## Data Generation

Shannon Gallagher Computational Physics Final Spring 2020 (PHY325). 

The cells below contain the code I used for data generation for my neural network. From the initialization of the percolation lattice to saving the different data.

As part of my project to transform a 2d cluster grid into a neural network to model percolation, this jupyter notebook focuses on the construction of the 2d grid. 
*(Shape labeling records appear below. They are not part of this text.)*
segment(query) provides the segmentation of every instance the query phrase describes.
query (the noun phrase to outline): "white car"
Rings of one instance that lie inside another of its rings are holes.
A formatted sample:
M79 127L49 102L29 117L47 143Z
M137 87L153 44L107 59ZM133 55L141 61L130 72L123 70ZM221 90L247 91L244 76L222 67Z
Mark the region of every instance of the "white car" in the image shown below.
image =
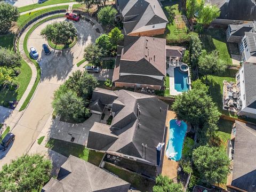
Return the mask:
M34 59L37 59L38 58L39 54L37 52L37 51L36 51L36 48L34 47L31 47L30 50L30 52L29 54L30 55L31 57Z

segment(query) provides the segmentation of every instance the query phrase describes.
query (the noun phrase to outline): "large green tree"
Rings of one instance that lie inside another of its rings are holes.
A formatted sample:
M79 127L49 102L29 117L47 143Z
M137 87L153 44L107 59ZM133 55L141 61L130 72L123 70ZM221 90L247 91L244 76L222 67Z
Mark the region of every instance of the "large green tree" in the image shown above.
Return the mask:
M0 171L0 191L31 191L47 182L52 164L44 156L25 155L3 166Z
M112 44L108 35L101 35L96 39L95 43L101 48L103 55L107 56L109 54L112 48Z
M198 59L199 73L206 77L208 75L213 75L224 72L227 68L227 64L219 57L217 51L208 53L203 50Z
M84 49L84 58L89 64L100 66L103 56L102 48L95 44L90 44Z
M122 34L121 30L116 27L111 30L108 34L108 36L115 49L116 49L118 43L120 43L124 39L124 35Z
M178 95L172 107L177 118L190 123L199 138L199 143L204 144L215 133L220 113L212 98L207 94L205 85L200 80L191 90ZM201 84L200 86L199 84ZM203 89L200 89L202 86Z
M57 113L65 119L78 120L90 114L90 110L85 108L83 99L71 90L54 98L52 106Z
M57 44L67 44L76 37L77 30L71 22L54 22L47 25L41 35L47 41Z
M209 25L214 19L220 16L220 10L215 5L207 5L204 7L199 13L197 22L205 25Z
M17 7L4 2L0 2L0 34L3 34L9 31L20 14Z
M77 70L72 73L65 82L68 89L75 91L79 97L84 99L91 99L92 92L99 85L96 77L86 71Z
M193 151L194 165L206 182L226 183L230 161L225 151L217 147L200 146Z
M6 48L0 47L0 66L6 66L14 69L21 66L21 57L18 53L15 53Z
M98 12L98 19L103 25L114 25L117 11L110 6L101 8Z
M153 192L183 192L181 183L174 183L167 176L160 175L156 179L156 185L153 187Z

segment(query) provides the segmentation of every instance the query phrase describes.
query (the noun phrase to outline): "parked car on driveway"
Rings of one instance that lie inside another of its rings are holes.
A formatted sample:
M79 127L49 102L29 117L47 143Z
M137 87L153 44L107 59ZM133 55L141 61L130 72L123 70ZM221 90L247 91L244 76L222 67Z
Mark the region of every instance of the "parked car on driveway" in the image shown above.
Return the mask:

So to create this grid one must understand two components:
1. Computational: How to create and tune a 2d cluster grid
2. Physical: What is the physical basis of this percolation model




### References

I am basing my 2d grid model off of the Ising model in Giordano's Computational Physics as well as this example from the scipython website: https://scipython.com/blog/the-forest-fire-model/.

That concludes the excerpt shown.